The Violet Satin ( from "Proven Winners" nursery in SC ) are deeper 'pink' than most I've seen in the Lowe's and Home Depot.. the pic above was taken in the morning while facing the sun which 'bleaches' out the colors on the pic! I was showing the PROFUSE numbers of blooms instead of the colors! [ always have the sun to your back for best-colors pics ] Hopefully yours are from this stock which has 'closer-knit' petals and a 'crepe' texture on the outer edges of the petals -






I'm anxious to see your 'deep-pink' double. I have of course the pale pink double with the pale red-heart. And I really like the new "white" double with the redheart. And I'm waiting for the single white with redhearts to bloom in a couple of weeks.. or tomorrow - whichever comes first!

Terry K


----------



## jackrat (Jun 30, 2010)

Simply beautiful,Terry.


----------



## Scooter (Jun 30, 2010)

Absolutely beautiful! I have never seen such beautiful blooms! Do you special order them?


----------



## Redfoot NERD (Jun 30, 2010)

Not really Scooter.

Look for the "Proven Winner" white container -






And this tag -






They produce the White Chiffon, Bue Satin and of course the Violet Satin among others in the Rose of Sharon line. I found them at Ace Hardware, Home Depot, Lowe's and a few private nurseries! I'll have seeds this fall.. which I'm going to 'sprout.

Anybody can take a few good pics when you have beautiful subjects.

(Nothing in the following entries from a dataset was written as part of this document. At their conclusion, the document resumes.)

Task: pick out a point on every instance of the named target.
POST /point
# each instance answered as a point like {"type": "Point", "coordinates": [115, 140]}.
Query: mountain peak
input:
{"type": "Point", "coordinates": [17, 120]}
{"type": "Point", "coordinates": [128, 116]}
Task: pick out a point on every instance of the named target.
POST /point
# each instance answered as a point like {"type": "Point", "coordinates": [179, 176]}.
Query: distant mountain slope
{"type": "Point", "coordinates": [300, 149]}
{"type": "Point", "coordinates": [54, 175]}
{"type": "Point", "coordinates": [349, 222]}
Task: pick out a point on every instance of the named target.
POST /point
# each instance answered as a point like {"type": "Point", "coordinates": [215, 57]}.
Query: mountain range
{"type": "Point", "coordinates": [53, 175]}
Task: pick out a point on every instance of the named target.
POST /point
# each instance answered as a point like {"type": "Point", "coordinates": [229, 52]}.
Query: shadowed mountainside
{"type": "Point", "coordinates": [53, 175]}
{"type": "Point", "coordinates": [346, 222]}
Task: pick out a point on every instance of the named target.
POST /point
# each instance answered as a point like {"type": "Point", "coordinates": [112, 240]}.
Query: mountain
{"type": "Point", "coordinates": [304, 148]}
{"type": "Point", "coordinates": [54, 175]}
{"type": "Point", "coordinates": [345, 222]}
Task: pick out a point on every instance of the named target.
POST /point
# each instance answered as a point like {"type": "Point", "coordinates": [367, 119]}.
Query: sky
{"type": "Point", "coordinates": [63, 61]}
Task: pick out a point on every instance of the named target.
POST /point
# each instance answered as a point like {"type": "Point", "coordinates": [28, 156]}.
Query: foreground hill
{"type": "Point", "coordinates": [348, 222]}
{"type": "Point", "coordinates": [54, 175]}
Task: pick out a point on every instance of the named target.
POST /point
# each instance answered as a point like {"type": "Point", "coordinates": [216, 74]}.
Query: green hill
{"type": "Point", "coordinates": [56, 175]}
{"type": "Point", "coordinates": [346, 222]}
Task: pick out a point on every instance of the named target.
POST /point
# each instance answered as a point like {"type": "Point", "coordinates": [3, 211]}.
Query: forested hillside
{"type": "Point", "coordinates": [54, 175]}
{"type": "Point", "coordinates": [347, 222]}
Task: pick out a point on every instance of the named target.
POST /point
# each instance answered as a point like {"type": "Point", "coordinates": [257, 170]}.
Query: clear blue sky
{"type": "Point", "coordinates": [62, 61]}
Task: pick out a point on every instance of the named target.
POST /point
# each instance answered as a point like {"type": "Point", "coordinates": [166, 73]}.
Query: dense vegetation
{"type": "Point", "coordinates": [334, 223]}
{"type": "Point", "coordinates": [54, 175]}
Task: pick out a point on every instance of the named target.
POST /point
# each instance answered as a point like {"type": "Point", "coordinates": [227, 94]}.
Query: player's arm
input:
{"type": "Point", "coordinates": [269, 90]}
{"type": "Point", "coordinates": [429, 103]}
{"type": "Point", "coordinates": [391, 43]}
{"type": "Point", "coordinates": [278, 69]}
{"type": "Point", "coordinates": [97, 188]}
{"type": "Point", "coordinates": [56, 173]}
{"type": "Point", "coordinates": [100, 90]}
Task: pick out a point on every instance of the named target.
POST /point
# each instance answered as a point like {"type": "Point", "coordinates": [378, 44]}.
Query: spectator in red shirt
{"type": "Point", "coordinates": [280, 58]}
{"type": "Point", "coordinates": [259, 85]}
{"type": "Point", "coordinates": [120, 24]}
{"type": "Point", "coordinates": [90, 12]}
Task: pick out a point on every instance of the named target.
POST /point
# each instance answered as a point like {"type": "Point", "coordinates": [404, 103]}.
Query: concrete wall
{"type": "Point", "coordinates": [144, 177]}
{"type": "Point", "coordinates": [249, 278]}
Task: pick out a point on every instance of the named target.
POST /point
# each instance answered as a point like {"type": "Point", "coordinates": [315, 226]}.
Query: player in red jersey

Our back-yard tortoise pen is really becoming a 'world of color'..... imagine in a couple of weeks!

Right -





Left -





On line here.. http://www.stargazerperennialscatalog.com/SHRUBS_c11.htm

Locate near you.. http://www.provenwinners.com/findaretailer/

Now you can have these in your yard!!!

NERD


----------



## Scooter (Jul 1, 2010)

Thanks Terry! I will start looking for them. Do you pollinate them yourself to get seeds? I have tried this but the blooms always fall/break off before seeds form. Any tips for me?


----------



## Redfoot NERD (Jul 1, 2010)

Charlotte "Rose of Sharon" [ not tropicals ] bloom until it acts like a frost is coming and then the 'buds' just become seed-pods. Don't have to do anything.. just let them 'dry' on the stem, open them up and you have seeds!

Terry K


----------



## terryo (Jul 1, 2010)

I usually try to pick a lot of the seeds to give away, but every Spring I find so many new sprouts. I'll have to take a picture, because you can't believe how many there are. My tort loves these little sprouts. I just put him in the garden, and he will eat loads of them.


----------